Aprieto la mandíbula y trato de controlar mi genio, una cosa es que vez tras vez me equivoco en las prácticas, y otra muy diferente es verme la cara de idiota aparte de sermonearme como si yo fuera un crío. ¿Qué en dónde tengo la cabeza? Justo al frente. Lo que pasa es que ahora mismo mis pensamientos viajan hacia Vaduz, específicamente a la casa de la chica más excepcional que he podido conocer. Mi querida y testadura Peach, no ha parado de amenazarme hasta del mal del que voy a morir por no haberla llamado desde que llegué a Alemania, y eso que le he explicado más de mil veces el porqué de mi ausencia. Ella no ha dejado de repetirme que, si se vuelve a pasar, me freirá tusas.

—¡Joven Rommel! —me llama mi maestro en voz alta—. ¿Me está prestando atención?

«¿Qué estará haciendo en estos momentos?».

—¡Joven Rommel!

—¿Eh?

—Esto es una falta de respeto que no pienso tolerar —balbucea, bastante hastiado.

Escucho cómo abre su maletín, luego oigo el sonido de hojas siendo agrupadas con frenetismo. Debería de excusarme, aunque siendo un poco egoísta, la verdad es que deseo que se vaya.

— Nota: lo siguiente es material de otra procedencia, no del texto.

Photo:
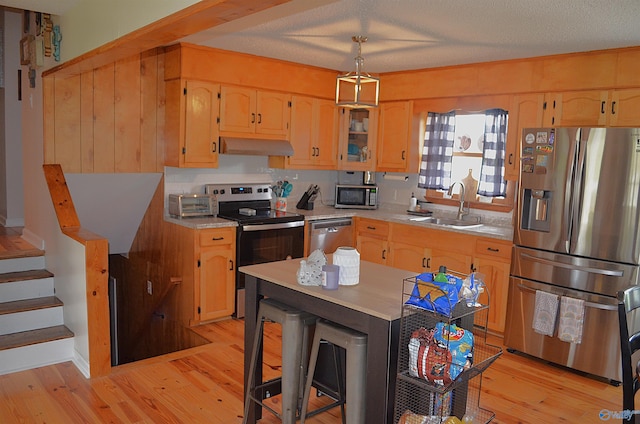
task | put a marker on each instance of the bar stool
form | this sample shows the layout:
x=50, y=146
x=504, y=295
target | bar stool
x=295, y=341
x=355, y=345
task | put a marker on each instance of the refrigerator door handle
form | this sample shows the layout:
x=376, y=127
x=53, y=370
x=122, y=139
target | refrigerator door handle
x=578, y=189
x=586, y=304
x=569, y=193
x=616, y=273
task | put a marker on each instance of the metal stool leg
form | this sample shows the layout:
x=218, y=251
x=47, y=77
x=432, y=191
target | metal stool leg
x=355, y=345
x=295, y=325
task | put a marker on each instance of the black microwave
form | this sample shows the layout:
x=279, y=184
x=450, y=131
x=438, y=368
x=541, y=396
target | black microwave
x=356, y=196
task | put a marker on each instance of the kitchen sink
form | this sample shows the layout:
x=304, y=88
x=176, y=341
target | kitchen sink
x=447, y=222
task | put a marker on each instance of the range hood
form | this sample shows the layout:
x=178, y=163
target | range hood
x=254, y=146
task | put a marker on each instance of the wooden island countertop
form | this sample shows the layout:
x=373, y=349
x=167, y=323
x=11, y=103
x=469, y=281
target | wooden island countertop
x=373, y=307
x=378, y=294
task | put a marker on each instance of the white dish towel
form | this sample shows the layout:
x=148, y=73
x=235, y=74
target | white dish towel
x=545, y=313
x=571, y=319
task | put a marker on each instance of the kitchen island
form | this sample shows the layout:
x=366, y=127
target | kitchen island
x=372, y=307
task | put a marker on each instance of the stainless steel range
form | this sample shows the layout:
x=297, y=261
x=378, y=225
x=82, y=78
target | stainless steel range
x=263, y=234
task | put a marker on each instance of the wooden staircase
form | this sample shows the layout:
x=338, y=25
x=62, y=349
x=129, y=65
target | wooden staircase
x=32, y=330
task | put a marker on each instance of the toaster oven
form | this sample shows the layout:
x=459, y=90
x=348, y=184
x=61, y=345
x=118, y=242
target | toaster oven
x=192, y=205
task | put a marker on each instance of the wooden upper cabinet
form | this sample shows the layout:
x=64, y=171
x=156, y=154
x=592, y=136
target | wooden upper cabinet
x=394, y=137
x=358, y=135
x=595, y=108
x=191, y=124
x=623, y=108
x=526, y=111
x=314, y=134
x=250, y=111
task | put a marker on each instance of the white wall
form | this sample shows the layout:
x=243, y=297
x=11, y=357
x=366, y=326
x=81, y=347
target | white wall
x=64, y=257
x=90, y=24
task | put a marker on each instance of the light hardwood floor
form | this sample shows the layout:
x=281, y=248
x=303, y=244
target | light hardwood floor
x=204, y=385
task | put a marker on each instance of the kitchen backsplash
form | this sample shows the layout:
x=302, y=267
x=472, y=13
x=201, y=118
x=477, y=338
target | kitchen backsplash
x=253, y=169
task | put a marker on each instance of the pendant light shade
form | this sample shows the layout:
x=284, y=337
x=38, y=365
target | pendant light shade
x=357, y=89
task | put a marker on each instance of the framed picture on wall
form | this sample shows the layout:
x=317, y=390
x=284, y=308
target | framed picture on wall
x=27, y=46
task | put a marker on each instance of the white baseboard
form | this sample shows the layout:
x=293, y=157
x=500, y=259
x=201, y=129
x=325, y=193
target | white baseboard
x=32, y=356
x=82, y=364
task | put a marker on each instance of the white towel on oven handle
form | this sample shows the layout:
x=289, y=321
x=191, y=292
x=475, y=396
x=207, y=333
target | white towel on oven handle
x=571, y=319
x=545, y=313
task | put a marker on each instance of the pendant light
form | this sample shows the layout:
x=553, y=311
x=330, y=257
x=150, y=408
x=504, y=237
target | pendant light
x=357, y=89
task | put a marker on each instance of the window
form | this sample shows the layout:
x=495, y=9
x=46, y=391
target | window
x=468, y=148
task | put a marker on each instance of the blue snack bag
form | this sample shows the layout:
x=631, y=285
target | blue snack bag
x=460, y=344
x=437, y=296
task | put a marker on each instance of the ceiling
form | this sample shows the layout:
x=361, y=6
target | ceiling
x=55, y=7
x=415, y=34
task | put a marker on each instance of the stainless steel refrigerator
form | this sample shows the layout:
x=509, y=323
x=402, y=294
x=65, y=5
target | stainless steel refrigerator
x=577, y=236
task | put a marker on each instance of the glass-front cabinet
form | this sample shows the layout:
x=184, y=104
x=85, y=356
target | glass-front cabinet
x=358, y=137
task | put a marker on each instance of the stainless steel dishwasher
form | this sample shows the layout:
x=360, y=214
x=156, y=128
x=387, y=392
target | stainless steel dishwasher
x=329, y=234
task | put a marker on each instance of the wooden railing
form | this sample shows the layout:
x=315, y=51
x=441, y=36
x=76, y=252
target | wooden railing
x=96, y=266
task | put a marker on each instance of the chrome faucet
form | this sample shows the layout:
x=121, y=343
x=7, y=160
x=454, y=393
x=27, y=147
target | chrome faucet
x=461, y=211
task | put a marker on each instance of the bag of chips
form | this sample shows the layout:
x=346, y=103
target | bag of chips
x=437, y=296
x=459, y=342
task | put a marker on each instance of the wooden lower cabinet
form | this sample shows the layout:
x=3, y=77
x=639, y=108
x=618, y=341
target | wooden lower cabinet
x=493, y=259
x=215, y=273
x=421, y=250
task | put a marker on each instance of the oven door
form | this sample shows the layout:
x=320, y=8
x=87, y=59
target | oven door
x=260, y=243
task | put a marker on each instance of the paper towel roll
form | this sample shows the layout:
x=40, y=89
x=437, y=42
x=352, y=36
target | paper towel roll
x=348, y=259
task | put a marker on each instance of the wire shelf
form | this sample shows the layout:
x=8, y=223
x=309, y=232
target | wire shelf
x=434, y=399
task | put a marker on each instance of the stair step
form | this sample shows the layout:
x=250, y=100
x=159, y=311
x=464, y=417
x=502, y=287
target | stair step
x=29, y=305
x=22, y=263
x=34, y=274
x=26, y=285
x=30, y=314
x=31, y=337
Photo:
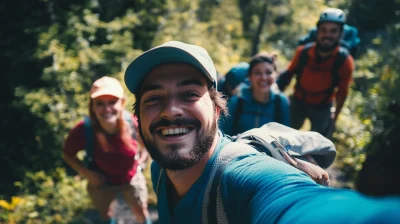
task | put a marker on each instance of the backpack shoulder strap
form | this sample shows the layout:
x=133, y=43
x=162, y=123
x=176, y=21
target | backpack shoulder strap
x=89, y=140
x=237, y=114
x=340, y=58
x=277, y=109
x=213, y=208
x=303, y=60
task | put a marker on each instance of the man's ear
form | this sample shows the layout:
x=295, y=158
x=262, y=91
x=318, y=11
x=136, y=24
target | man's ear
x=123, y=101
x=217, y=112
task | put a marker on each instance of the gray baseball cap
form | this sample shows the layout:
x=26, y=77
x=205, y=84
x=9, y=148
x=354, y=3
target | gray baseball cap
x=170, y=52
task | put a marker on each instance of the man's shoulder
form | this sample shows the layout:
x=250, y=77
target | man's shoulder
x=259, y=170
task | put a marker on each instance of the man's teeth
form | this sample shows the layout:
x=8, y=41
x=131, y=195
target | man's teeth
x=174, y=131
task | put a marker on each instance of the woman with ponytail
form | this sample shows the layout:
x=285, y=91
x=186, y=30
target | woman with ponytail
x=261, y=102
x=113, y=143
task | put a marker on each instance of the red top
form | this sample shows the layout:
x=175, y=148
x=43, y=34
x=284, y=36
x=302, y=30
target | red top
x=118, y=166
x=317, y=76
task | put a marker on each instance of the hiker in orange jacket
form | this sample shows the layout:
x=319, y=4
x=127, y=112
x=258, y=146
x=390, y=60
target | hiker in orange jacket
x=324, y=73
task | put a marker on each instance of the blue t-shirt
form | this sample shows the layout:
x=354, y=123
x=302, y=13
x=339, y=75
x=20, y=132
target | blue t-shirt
x=258, y=189
x=254, y=114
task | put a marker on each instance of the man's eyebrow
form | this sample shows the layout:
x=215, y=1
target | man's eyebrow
x=150, y=87
x=189, y=82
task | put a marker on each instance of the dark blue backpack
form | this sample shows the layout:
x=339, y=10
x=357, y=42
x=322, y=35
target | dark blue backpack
x=350, y=39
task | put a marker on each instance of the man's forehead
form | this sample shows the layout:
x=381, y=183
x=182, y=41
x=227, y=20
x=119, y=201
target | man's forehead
x=174, y=72
x=329, y=25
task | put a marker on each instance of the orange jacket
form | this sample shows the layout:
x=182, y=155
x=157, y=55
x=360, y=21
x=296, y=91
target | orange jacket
x=317, y=76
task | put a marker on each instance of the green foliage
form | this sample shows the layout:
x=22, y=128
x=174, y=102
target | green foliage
x=55, y=198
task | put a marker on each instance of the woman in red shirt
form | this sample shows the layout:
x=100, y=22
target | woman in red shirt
x=113, y=169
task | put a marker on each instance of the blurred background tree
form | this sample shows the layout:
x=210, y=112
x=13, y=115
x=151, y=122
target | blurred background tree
x=52, y=51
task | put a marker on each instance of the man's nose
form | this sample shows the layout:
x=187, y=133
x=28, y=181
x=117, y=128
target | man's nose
x=172, y=109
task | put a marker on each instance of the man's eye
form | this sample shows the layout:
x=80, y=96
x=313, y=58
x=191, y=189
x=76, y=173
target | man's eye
x=152, y=99
x=190, y=94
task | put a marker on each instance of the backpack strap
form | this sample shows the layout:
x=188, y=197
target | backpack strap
x=300, y=67
x=213, y=208
x=278, y=108
x=340, y=58
x=89, y=141
x=237, y=115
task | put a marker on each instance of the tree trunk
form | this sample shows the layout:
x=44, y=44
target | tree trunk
x=256, y=38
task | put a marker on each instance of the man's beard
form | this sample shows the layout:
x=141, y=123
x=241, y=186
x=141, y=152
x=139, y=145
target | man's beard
x=174, y=160
x=327, y=48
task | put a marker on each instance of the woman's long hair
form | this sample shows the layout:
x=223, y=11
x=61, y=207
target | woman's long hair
x=124, y=131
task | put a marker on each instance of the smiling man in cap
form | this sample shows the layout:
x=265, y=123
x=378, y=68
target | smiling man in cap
x=199, y=177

—Hablaré con su madre antes de irme, que pase un feliz resto del día, jovencito.

«Que pase un feliz resto del día», que traducido a lo que deseaba decirme, era: «váyase al infierno, jovencito». Mi maestro cuenta con mucha clase para utilizar ese léxico conmigo. Además, sé que no se arriesgará a perder la buena cantidad de dinero que mis padres le pagan. No me preocupa lo que quiso decirme, lo que en verdad me preocupa es el inminente enfrentamiento con Alexandra Lama de Rommel, cuando él le vaya con la queja. Mi madre tiene el temperamento de cien rinocerontes enfurecidos. Y cuando mi tutor le explique con lujos de detalles mi falta de concentración y quién sabe lo que le añada, su enojo será monumental.

Estiro mi cuello hacia ambos lados, trato de liberar un poco la tensión que se me acumula de solo pensar que volveré a enfrentarme una vez más a mi madre. Coloco mi violín al lado de la silla y estiro mis brazos sobre mi cabeza, aguanto unos diez segundos para cambiar de posición, luego dejo caer mis hombros hacia atrás y hacia los codos.